Past Exhibitions and Events

Artist in Residence Kate Howe: Thoughts and Prayers

29th December 2022 - 5th January 2023

2016 marked a pivotal year in Howe’s engagement with the political as personal, and the personal as collectively owned memory began to form as a seed of their practice. Among many seminal events which would lead to their family’s eventual relocation to London in August 2020 was a marked uptick in gun violence in the United States, especially against children and the LGBTQIA+ community. Initially painted in response to her own numbness and sense of impotency as the US Government continued to “send thoughts and prayers to the victims and their families” of gun violence, the phrase “thoughts and prayers” echoed then as it does now with the increasing hollowness of abandonment of those who are tasked with keeping citizens safe – the abdication of responsibility modeled from the top down, creating social conditions in which, taking clues from our leaders, we tick the box of “sending a thought,” but never really reflect on that thought, why it needs to exist, and to whom we are sending it.

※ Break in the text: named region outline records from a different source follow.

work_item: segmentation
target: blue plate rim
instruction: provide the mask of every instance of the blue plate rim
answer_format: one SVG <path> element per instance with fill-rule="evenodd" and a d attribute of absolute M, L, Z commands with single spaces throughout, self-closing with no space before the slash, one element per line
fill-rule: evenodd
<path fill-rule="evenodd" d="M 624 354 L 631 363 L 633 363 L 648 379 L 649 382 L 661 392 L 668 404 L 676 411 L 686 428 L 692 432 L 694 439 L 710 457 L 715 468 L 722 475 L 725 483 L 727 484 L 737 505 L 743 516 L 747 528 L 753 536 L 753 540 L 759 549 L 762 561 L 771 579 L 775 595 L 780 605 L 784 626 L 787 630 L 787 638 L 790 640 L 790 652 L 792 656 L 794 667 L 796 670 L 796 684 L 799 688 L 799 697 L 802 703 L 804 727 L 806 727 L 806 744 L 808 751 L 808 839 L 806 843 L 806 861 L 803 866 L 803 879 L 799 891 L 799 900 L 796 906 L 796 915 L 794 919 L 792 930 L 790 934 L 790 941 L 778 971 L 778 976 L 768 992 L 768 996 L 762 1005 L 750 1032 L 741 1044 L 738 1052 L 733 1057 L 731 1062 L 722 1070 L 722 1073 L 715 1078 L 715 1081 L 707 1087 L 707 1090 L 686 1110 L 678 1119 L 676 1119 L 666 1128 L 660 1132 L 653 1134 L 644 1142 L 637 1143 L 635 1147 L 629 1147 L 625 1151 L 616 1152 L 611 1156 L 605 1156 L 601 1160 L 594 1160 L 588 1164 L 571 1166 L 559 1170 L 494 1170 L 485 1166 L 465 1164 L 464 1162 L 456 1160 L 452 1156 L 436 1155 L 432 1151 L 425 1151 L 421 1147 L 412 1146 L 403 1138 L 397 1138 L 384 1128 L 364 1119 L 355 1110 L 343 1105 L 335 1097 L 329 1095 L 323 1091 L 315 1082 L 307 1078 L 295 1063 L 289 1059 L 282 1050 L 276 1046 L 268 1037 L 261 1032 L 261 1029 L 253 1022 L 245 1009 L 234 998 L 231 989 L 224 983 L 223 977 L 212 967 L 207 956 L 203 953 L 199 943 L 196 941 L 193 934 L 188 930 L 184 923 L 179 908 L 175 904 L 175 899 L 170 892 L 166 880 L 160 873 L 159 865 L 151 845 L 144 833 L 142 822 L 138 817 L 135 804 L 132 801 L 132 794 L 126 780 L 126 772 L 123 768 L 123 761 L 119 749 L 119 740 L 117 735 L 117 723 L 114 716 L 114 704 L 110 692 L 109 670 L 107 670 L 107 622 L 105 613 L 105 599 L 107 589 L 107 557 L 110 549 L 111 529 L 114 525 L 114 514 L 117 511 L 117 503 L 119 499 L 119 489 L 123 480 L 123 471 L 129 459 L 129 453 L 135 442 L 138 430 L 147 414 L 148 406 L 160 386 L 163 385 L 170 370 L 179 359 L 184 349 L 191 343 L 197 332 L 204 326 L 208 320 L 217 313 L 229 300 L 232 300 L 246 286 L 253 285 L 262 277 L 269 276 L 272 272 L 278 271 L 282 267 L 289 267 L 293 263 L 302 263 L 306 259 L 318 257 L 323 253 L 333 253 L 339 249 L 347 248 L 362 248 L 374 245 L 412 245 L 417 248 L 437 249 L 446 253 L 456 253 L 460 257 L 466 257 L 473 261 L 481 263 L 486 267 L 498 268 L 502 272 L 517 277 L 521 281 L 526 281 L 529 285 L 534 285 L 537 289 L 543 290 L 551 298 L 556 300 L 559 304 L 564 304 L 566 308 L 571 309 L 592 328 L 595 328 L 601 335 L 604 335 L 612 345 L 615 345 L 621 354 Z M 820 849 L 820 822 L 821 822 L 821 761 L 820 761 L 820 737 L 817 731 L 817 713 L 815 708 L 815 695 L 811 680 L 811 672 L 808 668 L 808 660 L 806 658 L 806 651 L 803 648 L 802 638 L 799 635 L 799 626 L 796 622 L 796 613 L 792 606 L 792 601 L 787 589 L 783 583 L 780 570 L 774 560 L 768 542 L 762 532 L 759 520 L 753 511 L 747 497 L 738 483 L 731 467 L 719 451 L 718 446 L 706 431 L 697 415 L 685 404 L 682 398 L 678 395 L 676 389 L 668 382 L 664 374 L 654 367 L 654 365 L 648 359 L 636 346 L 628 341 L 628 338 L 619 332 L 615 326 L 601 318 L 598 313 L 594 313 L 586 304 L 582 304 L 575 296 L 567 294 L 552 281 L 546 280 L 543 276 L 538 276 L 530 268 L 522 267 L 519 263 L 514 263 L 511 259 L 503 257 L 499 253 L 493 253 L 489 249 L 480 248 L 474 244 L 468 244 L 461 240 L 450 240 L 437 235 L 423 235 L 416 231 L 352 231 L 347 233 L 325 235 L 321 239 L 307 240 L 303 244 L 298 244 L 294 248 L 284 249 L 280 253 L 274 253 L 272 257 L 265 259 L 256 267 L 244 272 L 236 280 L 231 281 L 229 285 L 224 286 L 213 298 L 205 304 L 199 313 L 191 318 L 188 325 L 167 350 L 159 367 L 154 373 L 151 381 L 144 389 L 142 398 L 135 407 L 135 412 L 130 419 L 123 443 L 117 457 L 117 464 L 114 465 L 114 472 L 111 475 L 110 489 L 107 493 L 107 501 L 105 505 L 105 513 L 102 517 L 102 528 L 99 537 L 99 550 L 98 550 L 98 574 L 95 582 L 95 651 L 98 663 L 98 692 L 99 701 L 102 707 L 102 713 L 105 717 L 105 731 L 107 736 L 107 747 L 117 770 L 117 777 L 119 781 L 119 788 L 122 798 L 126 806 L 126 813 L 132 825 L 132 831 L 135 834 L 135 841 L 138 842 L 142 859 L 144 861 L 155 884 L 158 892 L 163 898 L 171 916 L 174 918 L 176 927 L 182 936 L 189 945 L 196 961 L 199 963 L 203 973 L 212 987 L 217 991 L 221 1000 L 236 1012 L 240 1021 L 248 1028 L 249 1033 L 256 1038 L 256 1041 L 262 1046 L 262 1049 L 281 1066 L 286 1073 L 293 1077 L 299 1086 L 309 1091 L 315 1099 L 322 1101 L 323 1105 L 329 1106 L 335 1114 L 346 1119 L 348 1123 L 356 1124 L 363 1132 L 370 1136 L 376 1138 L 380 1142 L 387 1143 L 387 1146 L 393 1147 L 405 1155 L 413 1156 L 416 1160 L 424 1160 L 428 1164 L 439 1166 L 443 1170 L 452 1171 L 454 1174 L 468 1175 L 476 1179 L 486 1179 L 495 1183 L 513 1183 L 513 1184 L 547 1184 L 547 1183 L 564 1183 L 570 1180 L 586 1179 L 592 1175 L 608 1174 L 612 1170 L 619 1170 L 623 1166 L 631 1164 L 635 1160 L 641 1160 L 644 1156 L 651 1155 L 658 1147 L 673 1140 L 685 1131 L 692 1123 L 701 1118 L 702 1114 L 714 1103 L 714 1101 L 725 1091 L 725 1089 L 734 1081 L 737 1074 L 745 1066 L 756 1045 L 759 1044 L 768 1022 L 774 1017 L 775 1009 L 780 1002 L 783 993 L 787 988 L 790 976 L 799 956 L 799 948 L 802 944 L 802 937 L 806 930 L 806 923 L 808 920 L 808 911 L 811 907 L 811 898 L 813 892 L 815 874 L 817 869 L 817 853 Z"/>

In 2019, Howe was one of four artists invited to create work for the CORE climate project in collaboration with AirInk (https://air-ink.com/) and Graviky Labs (https://www.graviky.com/) (an M.I.T. research incubator). Howe’s piece, Undamaged Destiny, created out of ink made from particulate pollution was shown solo at the Aspen Art Museum from 2019 – 2020 and is now held in private collection. Connecting with the Graviky Labs team more deeply enabled Howe to obtain source samples of the collected pollution which the company uses to produce its black ink products.

After working with the processed ink product for Undamaged Destiny, Howe was eager to put her hands physically in and on something tangible: the particulate pollution itself held the unique odor of the city from which it was collected. Working directly with her hands and a muddle of pollution and water, Howe searched for source images which embed the narrative that sending prayers also sends hope, healing, or any sort of concrete help.

Thoughts (After Rubens) is found in Ruben’s 1610 painting The Massacre of the Innocents and depicts the face of a mother, upturned in horror as she beholds, impotent, her child at the mercy of the Roman soldier. The right-hand panel of Howe’s work Prayers (After Rubens) is a mirrored version of the face of Mary from Ruben’s 1612 work The Entombment as she looks to the heavens while holding and mourning her murdered son.

These works are incredibly delicate and do not come out of storage very often, as such, we offer them at the New Year for viewing in the hopes that all of us can reach one step past thoughts and prayers as we look towards the kind of world we’d like to inhabit in the new year and beyond, here at home in Britain, in our estranged home of the US, in the torn apart streets of Iran, Ukraine, and everywhere else Subjugation of the Other and Holding on to Power is the prescribed order.

Thoughts and Prayers (after Rubens). Kate Howe, 2020, particulate pollution collected from the tail pipes of lorries in London (thoughts) and Dehli (prayers) muddled with water, 180 x 300 cm. Dyptich.